The genre defined the decade and is still visible on ’90s nights and as the trends and fashions of the period circle back into back into niche style. This is beyond evident in the video for the new Soccer Mommy (aka Sophie Allison) single, “circle the drain,” off of the recently-released Color Theory. It’s a straight up visual and melodic callback to the era, featuring Allison twanging away on a guitar plugged up to a single speaker in the middle of Godknowswhere. The strum, vocal tones and overall melancholy ambiance, down to the faux-glitches familiar to anyone who grew up on VHS, evoke memories of Sheryl Crow, No Doubt, Alanis Morrisette and The Cranberries.
This exercise in homage is clearly intentional. While there are ample similarities between “circle the drain” and myriad ’90s alt female empowerment bangers, the essence of this Soccer Mommy track is anything but a remake.
“i want the record to feel lie a relic from the past that’s been damaged and degraded with age, because it kind of represents the problems that i’ve developed as i’ve grown up, and how they’ve changed me,” Allison said. The subtext here is fascinating.
Allison was born in 1997, and one can imagine her fully immersed in all manner of ’90s and ’00s female alternative and power pop, feeling as though the songs were promises of some form of “better” to come. “circle the drain” (and Color Theory as a whole) feels like an indictment of that inherent promise, from the lesser and ridiculous elements of the video down to each individual verse. It’s a reaction to not being ok, to things not simply working themselves out, and the awareness and default rage and accepting incredulity that accompany it.
“(the first portion of the album) symbolizes sadness and depression,” Allison said of Color Theory. Even a cursory listen to the lyrics, to say nothing of a deeper read, gives a far different impression than those of Soccer Mommy’s ’90s forebears, leading to a much different impact than their hopeful power ballads that proceed her.
“everything just brings me back down / to the cold hard ground / and it keeps getting colder,” Allison intones in the first verse.
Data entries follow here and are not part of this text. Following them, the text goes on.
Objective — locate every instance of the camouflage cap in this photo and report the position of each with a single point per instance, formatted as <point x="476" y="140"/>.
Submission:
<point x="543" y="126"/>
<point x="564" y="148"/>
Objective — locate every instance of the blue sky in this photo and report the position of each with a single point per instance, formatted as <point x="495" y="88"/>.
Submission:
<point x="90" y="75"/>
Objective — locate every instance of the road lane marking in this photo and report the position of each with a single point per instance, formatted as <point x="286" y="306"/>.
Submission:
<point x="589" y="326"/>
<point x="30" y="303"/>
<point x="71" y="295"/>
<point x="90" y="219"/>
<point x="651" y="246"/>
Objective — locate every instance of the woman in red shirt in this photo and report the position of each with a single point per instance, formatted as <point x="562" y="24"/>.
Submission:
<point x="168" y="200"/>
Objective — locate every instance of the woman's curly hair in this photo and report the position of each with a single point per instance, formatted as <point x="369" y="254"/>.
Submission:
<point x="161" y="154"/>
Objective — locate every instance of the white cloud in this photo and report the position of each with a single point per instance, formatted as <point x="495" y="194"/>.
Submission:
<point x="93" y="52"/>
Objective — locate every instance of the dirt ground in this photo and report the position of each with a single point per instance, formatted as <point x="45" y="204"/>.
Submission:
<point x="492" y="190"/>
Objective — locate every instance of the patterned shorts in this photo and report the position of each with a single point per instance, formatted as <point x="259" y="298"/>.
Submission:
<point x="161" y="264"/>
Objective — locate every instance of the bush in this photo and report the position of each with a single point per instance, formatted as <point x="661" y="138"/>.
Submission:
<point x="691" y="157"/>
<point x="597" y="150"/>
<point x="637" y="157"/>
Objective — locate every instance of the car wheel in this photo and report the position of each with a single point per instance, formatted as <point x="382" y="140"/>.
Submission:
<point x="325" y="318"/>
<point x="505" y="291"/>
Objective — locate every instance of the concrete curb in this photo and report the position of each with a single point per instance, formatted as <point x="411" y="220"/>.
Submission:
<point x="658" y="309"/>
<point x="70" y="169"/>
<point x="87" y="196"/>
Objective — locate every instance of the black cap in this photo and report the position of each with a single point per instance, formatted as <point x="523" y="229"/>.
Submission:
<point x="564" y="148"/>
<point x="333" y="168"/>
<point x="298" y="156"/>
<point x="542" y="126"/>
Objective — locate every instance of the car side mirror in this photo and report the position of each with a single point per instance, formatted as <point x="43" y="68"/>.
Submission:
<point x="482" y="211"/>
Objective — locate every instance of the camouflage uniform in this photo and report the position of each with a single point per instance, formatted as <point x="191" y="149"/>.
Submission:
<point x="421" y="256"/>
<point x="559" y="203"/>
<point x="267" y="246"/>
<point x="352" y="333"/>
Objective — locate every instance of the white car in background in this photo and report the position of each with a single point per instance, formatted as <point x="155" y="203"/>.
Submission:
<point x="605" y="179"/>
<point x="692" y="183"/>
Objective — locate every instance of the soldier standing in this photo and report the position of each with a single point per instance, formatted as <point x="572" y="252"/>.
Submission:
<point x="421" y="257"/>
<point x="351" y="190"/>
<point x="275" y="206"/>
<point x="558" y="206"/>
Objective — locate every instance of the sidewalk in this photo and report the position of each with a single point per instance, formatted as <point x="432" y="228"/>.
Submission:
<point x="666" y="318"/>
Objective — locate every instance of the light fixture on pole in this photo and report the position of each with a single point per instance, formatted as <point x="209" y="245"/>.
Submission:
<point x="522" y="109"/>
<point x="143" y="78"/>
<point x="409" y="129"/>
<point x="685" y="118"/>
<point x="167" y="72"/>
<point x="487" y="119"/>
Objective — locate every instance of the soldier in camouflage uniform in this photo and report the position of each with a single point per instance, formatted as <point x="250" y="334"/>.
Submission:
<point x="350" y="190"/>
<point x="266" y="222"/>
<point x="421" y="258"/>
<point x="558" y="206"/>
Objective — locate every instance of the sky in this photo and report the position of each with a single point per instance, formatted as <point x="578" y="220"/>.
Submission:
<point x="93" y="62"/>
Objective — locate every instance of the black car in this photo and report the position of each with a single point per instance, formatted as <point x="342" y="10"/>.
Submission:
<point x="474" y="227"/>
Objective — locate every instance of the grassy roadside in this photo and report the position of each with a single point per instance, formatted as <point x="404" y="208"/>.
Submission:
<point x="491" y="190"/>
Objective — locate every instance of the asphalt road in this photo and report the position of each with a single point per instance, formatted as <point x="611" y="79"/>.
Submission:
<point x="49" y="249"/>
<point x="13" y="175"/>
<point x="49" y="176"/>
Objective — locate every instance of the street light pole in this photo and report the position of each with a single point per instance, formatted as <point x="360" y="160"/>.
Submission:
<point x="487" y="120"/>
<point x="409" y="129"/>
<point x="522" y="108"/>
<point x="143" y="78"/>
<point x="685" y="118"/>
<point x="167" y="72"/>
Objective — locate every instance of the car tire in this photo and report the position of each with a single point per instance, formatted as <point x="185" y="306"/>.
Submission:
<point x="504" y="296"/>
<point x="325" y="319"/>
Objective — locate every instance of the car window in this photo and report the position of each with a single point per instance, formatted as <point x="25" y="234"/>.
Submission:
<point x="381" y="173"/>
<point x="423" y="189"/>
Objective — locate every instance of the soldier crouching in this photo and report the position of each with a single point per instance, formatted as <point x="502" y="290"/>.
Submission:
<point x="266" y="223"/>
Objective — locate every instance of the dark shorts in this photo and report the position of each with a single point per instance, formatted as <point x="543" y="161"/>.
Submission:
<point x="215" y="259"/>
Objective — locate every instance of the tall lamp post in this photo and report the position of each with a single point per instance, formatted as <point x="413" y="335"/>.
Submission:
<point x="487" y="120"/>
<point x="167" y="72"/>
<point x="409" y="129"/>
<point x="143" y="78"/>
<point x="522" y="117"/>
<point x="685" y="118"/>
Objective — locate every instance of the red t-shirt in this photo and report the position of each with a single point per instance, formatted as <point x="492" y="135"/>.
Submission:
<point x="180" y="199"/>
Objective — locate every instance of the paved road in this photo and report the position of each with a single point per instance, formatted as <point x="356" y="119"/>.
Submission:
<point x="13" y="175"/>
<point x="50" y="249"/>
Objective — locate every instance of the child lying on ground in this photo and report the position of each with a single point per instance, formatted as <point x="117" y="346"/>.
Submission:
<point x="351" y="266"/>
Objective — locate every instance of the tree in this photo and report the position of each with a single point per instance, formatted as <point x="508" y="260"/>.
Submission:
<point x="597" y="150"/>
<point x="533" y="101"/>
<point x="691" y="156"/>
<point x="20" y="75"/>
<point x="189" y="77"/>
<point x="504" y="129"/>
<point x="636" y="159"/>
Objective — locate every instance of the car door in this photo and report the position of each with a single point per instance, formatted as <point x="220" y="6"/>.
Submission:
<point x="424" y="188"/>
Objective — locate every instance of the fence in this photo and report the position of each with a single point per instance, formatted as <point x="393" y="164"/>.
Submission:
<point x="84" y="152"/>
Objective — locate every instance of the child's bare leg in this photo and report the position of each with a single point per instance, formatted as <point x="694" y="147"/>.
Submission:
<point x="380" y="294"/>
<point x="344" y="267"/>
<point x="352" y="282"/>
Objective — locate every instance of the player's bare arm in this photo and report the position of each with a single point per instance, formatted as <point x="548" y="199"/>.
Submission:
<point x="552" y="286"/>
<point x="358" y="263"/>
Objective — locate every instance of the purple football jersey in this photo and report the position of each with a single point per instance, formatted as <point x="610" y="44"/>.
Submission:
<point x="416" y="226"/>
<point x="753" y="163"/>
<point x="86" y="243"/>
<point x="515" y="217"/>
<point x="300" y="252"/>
No matter what, and one can assume myriad “whats” that we all use to cope or at least try to achieve a baseline, Soccer Mommy is baring the juvenile soul that knows its not ok, despite checking all the boxes that should make it so.
The image of circling a drain is perfect for this song, and for the theme of the album as a whole. The end is imminent if not immediate, no matter what steps one might take to avoid or at least prolong it. “things feel that low sometimes / even when everything is fine,” Soccer Mommy admits.
This isn’t upbeat, and there isn’t any optimism at the end of this particular song or album. But the willingness to accept these feelings as a part of life, and the transparency with which Allison shares them, does hint at an eventual reckoning. As she circles the drain and grapples with what it is to be ok as a human, we can only hope she shares the resolution with us in future albums.